The next complaint of Mrs. Bassett is that the jury’s response to special issue no. 4 is merely evidentiary and insufficient to create a presumption of fraud, coercion and undue influence on the part of Mrs. Bassett and that in connection with special issue no. 5, the trial court erred in placing the burden of proof upon Mrs. Bassett to establish the absence of fraud, coercion or undue influence with respect to the taking of the deed. She contends further that the evidence established the fairness of the transaction, as a matter of law, and that the jury’s findings with respect to special issue no. 5 are against the great weight and preponderance of the evidence. In view of the fact that the trial court’s judgment may be sustained on the basis of the jury’s findings to the first three special issues, it is unnecessary to determine whether the trial court erred in submitting special issues 4 and 5 and whether such issues have evidentiary support. An examination of the entire record does not reflect that the trial court’s submission of such special issues, if error, was reasonably calculated to cause and probably did cause the rendition of an improper judgment in the case. Rule 434, Texas Rule of Civil Procedure.

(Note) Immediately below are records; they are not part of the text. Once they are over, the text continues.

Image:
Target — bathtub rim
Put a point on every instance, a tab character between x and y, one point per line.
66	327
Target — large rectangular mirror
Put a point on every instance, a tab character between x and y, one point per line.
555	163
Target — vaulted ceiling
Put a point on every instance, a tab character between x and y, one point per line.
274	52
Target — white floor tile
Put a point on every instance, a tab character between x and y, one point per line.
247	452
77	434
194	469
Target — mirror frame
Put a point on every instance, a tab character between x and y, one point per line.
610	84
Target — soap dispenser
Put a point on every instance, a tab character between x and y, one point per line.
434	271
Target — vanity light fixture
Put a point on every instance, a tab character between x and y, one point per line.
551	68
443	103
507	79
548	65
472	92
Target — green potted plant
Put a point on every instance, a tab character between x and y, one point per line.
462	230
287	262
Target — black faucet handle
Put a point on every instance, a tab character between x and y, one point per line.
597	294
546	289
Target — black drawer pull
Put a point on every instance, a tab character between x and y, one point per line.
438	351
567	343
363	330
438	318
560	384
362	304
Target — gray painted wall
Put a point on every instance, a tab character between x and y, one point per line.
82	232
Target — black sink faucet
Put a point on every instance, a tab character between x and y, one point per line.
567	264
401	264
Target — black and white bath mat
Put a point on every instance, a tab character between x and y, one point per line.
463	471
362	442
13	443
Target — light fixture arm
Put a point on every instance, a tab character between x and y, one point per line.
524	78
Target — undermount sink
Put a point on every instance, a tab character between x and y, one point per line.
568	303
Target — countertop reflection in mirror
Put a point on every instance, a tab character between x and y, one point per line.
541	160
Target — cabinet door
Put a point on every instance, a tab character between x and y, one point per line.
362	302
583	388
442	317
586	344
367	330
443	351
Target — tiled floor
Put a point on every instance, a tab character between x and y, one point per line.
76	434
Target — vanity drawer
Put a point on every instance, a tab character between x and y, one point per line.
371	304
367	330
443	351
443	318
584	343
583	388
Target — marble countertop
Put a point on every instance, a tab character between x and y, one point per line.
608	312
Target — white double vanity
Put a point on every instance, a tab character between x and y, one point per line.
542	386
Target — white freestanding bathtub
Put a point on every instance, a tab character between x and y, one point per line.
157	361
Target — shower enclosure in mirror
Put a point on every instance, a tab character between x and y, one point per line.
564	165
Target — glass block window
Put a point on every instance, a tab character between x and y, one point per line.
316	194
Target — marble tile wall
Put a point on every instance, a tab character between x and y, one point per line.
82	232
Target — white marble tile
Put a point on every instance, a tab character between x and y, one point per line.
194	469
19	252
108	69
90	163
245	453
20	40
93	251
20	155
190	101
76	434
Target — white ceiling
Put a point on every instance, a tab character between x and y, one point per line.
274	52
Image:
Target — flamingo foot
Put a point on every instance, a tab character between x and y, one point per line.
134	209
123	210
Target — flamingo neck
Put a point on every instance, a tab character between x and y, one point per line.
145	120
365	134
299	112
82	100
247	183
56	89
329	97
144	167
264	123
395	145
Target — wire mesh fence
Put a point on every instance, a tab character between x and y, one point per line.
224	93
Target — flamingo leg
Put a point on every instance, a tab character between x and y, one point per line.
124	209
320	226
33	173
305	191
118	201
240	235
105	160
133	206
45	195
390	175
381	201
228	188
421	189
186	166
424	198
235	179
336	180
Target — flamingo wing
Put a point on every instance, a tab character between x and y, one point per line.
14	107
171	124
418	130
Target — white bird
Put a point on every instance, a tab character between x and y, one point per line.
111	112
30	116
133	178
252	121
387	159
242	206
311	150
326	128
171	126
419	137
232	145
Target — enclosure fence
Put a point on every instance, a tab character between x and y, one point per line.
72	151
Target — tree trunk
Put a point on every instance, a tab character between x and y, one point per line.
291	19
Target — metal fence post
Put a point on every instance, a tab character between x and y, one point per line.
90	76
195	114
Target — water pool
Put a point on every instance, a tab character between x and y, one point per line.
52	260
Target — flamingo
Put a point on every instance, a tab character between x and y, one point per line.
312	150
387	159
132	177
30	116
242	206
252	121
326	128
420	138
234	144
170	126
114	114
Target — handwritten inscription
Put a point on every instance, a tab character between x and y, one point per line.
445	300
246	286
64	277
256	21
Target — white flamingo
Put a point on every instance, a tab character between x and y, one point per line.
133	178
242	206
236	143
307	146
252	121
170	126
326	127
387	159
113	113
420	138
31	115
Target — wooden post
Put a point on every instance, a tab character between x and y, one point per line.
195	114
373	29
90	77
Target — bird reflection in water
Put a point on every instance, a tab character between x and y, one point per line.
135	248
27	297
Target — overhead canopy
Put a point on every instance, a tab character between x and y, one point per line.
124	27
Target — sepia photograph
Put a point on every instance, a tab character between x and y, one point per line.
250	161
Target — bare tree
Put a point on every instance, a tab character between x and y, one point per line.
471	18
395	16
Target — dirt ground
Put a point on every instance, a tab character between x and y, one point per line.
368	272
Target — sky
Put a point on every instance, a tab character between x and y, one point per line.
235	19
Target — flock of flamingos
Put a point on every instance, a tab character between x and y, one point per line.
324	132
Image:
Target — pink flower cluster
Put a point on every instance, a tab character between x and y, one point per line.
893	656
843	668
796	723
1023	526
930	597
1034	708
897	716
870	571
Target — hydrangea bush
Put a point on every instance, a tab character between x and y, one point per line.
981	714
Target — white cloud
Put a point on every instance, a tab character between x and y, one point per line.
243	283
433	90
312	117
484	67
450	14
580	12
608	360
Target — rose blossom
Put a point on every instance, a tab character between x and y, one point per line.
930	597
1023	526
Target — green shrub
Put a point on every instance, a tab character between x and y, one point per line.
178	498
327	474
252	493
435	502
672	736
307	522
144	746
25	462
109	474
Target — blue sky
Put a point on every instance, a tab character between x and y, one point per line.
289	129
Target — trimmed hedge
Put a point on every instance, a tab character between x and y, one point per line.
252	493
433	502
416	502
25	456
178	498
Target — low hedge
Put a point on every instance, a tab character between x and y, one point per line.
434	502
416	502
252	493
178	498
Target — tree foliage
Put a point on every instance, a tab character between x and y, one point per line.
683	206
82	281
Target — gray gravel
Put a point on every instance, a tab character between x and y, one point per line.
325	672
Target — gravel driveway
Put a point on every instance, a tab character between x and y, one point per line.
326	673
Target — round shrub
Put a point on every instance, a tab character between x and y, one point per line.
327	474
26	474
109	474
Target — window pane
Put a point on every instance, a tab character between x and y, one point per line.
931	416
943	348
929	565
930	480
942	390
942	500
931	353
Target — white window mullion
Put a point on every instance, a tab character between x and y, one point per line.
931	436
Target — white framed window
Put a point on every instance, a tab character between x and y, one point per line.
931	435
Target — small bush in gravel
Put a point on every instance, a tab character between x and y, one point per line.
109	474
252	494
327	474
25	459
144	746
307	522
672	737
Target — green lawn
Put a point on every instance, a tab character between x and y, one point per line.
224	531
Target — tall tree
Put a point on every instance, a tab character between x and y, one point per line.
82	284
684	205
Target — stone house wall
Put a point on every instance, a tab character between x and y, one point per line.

In her remaining points of error Mrs. Bassett contends that her defense was substantially prejudiced by the trial court’s conduct during the course of trial. She complains that the trial court committed reversible error in permitting argumentative cross-examination on immaterial questions of fault regarding her two prior divorces and that the trial court also erred in requiring her to answer a hypothetical question regarding her intent to move to Richmond. She also complains that she was interrupted by the trial court in the midst of her answers upon cross-examination and that she was not permitted to fully explain her answers to questions at the time the questions were asked. A review of the entire record in the case does not show that the matters complained of reflect error requiring a reversal of the trial court’s judgment. Rule 434, T.R.C.P.

The trial court’s judgment is affirmed.